A comparison of social care costs by the now-defunct Personal Social Services Research Unit at Kent University in 2010 revealed that to keep a resident with severe learning difficulties in a village community costs an average of £1,105 per week. To keep a resident in Supported Living, with no more than four residents per property, costs £1,577 per week.

Local authorities have a perverse incentive to favour the latter, however, because turning a resident out of a village community and into Supported Living saves them money. A local authority pays the full fees of a resident in a village community, but for a resident in Supported Living the authority only has to cover the costs of providing the carers. Rent for the property is covered by housing benefit, paid from central government funds.

The scandal of Winterbourne View — the Bristol hospital closed after a BBC Panorama exposed physical abuse within its walls — has provoked more hostility towards anything which even vaguely resembles an institution. Yet few appreciate that Winterbourne View was a psychiatric assessment unit, not a home. In December the government announced the closure of all units like Winterbourne View.

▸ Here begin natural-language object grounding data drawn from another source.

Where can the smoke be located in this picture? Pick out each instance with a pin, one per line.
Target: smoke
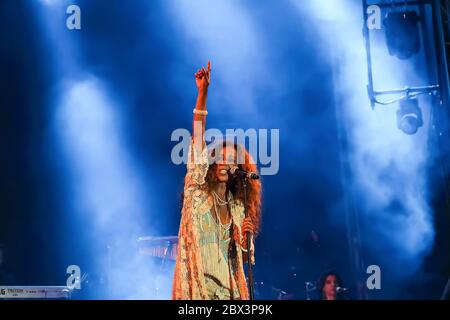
(107, 190)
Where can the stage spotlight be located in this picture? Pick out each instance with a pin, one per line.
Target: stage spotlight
(409, 116)
(402, 33)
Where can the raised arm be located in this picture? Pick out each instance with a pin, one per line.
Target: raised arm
(202, 80)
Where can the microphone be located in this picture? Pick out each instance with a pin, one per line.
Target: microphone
(340, 289)
(243, 173)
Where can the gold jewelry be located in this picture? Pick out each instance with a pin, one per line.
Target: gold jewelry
(220, 202)
(200, 112)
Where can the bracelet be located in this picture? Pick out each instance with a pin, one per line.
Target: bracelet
(200, 112)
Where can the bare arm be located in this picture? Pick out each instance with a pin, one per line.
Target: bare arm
(202, 79)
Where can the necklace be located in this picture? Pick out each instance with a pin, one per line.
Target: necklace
(219, 201)
(225, 227)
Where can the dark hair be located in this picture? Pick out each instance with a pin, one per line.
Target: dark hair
(321, 284)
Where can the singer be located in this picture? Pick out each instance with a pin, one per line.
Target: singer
(212, 243)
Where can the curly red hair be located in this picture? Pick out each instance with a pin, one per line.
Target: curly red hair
(254, 188)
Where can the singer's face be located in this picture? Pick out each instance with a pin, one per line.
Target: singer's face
(329, 289)
(224, 163)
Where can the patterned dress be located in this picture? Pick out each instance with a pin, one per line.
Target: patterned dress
(209, 262)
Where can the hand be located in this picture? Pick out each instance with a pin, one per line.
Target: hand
(202, 78)
(247, 226)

Moving people to ordinary housing in ordinary urban locations is, however, hardly a guarantee against abuse. For many it has been a recipe for becoming bullied and exploited. Two years ago the Foundation for People with Learning Difficulties published a study into the experiences of 67 randomly selected individuals living in the community. Among this group, one man was befriended by a prostitute who proceeded by take over his flat to use for her clients. Another was adopted by a gang who used him to buy their drugs. Another had his kitchen taken over by a kebab joint, which used it as an overflow facility.

Given the lives of many people in our urban ghettos, that is a kind of ‘normalisation’, I suppose. Whether it is better for the individual than life in a dedicated community is another matter.